The Theology of Ferguson. Making Sense of the Senseless.

The Theology of Ferguson. Making Sense of the Senseless. September 12, 2014

In Ferguson, we see a warped curtain of supposed wholeness pulled back, torn in two to reveal a broken community. We see open wounds and revelations of ugly fractures that happened long ago. Fractures that are still happening.

In Ferguson, women and men allow the Holy Spirit to drive them into the streets night after night, withstanding rubber bullets and snarling dogs and tear gas. They appear to us now as ragged and exhausted as a man hanging on a cross.

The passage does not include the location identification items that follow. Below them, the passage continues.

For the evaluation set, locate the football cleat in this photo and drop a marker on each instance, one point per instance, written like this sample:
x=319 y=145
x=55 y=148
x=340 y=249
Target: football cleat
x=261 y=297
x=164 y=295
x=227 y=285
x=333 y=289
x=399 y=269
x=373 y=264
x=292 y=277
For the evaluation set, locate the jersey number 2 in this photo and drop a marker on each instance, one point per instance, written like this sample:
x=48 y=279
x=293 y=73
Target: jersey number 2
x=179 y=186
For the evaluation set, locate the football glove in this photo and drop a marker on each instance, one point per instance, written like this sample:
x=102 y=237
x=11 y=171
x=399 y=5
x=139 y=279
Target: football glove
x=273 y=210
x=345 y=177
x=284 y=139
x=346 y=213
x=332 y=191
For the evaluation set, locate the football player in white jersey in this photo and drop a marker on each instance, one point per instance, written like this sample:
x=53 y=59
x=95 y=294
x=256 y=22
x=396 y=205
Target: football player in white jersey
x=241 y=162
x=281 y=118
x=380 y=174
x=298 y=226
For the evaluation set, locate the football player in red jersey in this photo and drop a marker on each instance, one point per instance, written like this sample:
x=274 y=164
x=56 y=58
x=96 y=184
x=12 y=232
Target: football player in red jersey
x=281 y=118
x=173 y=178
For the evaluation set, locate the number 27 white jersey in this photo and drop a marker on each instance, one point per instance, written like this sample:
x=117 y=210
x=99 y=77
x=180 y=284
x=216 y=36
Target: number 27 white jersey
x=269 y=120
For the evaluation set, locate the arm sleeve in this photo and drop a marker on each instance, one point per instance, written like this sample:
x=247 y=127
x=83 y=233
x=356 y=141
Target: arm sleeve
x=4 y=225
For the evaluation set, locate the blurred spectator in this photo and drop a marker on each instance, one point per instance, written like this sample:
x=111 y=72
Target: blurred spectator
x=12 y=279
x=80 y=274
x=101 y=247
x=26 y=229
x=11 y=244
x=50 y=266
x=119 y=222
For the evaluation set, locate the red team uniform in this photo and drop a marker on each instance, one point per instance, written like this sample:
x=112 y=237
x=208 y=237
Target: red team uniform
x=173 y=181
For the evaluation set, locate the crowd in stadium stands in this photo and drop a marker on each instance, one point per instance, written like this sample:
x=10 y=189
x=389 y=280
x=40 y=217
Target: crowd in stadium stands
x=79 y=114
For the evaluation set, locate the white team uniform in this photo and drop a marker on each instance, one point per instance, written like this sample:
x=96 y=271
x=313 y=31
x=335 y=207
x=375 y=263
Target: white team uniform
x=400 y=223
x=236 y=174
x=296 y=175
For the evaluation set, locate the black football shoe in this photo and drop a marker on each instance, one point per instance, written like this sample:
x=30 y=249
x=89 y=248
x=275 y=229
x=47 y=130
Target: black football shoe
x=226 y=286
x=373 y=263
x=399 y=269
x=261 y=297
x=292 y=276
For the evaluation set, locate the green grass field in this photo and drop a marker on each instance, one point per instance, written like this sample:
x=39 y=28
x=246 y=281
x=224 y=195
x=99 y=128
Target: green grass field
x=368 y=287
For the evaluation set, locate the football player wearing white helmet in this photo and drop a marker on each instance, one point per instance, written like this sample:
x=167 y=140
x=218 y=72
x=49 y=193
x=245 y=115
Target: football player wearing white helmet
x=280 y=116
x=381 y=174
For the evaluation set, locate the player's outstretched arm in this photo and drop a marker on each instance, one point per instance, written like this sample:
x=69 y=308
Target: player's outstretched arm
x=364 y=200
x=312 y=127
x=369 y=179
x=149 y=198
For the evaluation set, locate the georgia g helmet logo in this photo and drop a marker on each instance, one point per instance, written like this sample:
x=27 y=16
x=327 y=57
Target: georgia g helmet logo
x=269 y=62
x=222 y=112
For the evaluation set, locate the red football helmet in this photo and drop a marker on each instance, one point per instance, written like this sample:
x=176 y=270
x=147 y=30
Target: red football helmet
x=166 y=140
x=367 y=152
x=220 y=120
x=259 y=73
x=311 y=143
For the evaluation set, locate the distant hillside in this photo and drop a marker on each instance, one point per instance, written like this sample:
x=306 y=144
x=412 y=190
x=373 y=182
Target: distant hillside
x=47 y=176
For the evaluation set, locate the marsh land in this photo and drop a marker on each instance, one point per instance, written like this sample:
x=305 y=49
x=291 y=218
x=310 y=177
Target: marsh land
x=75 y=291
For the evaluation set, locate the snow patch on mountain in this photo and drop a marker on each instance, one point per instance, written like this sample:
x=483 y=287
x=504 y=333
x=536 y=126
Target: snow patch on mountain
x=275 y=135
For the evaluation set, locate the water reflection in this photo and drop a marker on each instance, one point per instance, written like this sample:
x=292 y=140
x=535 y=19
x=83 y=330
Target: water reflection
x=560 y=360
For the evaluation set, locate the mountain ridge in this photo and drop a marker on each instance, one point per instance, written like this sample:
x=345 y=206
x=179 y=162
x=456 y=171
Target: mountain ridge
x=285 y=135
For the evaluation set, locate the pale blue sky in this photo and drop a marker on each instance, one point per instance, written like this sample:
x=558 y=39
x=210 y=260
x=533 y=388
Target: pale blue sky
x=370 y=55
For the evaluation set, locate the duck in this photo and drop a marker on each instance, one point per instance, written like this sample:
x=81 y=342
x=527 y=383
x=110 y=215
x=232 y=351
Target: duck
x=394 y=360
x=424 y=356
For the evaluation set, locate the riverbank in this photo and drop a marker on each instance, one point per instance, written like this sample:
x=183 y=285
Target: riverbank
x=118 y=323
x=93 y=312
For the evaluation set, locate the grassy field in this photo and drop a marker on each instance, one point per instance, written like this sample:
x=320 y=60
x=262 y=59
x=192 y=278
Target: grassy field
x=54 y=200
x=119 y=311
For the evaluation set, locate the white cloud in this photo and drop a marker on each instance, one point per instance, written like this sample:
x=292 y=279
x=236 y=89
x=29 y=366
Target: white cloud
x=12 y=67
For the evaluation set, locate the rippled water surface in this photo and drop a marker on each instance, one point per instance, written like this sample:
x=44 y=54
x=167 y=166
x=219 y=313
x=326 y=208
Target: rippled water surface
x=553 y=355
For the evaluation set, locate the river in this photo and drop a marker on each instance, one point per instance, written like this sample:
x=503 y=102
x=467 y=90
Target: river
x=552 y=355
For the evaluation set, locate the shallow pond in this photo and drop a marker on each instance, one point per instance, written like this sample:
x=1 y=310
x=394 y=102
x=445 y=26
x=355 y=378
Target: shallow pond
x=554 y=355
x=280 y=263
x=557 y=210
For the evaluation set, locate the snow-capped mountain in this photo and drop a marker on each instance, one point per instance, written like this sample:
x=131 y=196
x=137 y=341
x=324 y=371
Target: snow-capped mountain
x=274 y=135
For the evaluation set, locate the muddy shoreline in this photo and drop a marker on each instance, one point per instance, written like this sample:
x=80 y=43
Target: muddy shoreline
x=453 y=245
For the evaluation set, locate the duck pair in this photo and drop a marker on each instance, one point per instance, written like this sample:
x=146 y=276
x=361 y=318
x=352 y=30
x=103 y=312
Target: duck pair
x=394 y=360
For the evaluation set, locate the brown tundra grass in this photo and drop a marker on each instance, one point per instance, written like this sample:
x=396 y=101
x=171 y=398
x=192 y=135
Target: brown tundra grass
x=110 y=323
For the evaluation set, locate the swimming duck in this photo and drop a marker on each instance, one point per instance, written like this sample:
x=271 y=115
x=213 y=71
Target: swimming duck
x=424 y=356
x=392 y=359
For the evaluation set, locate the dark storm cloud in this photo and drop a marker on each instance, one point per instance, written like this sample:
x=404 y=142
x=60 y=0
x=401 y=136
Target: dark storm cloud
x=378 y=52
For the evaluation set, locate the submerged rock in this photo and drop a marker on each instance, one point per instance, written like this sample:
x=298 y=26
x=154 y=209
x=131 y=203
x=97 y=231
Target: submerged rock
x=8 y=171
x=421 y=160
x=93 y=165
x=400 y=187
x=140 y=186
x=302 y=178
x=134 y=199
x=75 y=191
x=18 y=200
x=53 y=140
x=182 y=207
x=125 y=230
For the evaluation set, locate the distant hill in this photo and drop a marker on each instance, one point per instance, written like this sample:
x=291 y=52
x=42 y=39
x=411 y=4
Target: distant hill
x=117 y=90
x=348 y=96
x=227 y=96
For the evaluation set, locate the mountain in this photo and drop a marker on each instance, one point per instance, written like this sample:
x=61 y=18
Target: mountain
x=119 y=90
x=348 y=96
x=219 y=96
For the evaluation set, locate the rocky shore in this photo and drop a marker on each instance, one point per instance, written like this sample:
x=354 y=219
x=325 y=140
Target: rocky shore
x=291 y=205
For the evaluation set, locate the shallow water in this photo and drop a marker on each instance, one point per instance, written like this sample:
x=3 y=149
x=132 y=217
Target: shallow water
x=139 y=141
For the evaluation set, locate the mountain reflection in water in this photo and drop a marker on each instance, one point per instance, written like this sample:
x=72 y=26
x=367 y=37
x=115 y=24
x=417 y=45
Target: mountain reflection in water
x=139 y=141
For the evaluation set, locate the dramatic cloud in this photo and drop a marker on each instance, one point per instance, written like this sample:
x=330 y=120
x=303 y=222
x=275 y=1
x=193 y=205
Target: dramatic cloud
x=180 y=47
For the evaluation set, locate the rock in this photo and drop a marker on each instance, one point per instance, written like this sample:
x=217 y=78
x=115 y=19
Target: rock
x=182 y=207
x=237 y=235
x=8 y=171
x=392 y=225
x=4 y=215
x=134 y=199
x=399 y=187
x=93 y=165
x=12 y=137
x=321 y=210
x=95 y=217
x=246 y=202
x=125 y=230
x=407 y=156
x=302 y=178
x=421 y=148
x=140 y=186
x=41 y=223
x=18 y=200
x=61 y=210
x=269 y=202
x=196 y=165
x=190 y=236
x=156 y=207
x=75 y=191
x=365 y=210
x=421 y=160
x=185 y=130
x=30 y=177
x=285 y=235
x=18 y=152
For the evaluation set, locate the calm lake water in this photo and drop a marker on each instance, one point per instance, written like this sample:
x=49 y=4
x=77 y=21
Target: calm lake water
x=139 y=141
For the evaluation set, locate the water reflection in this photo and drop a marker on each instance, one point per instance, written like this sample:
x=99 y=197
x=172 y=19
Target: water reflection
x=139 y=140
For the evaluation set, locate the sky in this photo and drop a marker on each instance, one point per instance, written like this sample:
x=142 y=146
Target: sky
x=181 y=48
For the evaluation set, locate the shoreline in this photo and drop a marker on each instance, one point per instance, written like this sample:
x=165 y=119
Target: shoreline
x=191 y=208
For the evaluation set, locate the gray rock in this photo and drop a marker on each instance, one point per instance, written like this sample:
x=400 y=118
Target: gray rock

How do we make sense of the senseless?

How do we talk about something we should never have to talk about?

In the death of Mike Brown, and in the protests of Ferguson, MO, much has been brought to light.

Death.

Brutality.

Militarization of police.

Racism.

White privilege.

Bigotry.

The de-humanization of an entire community.

Ferguson is America at its worst.
I lift up my eyes to the mountains —
where does my help come from?

Our pain is an impossible project, one that raises questions we cannot solve on our own. Why would a good God permit evil to exist in the world? What, if anything, can we make of these events ? Some kind of an answer only begins to take shape in community, among others who are suffering. Our answers will not emerge from the desks of detached academics, but from the streets, among weeping mothers and grieving sons.

As emptied of hope as things appear, Ferguson is also us at our best.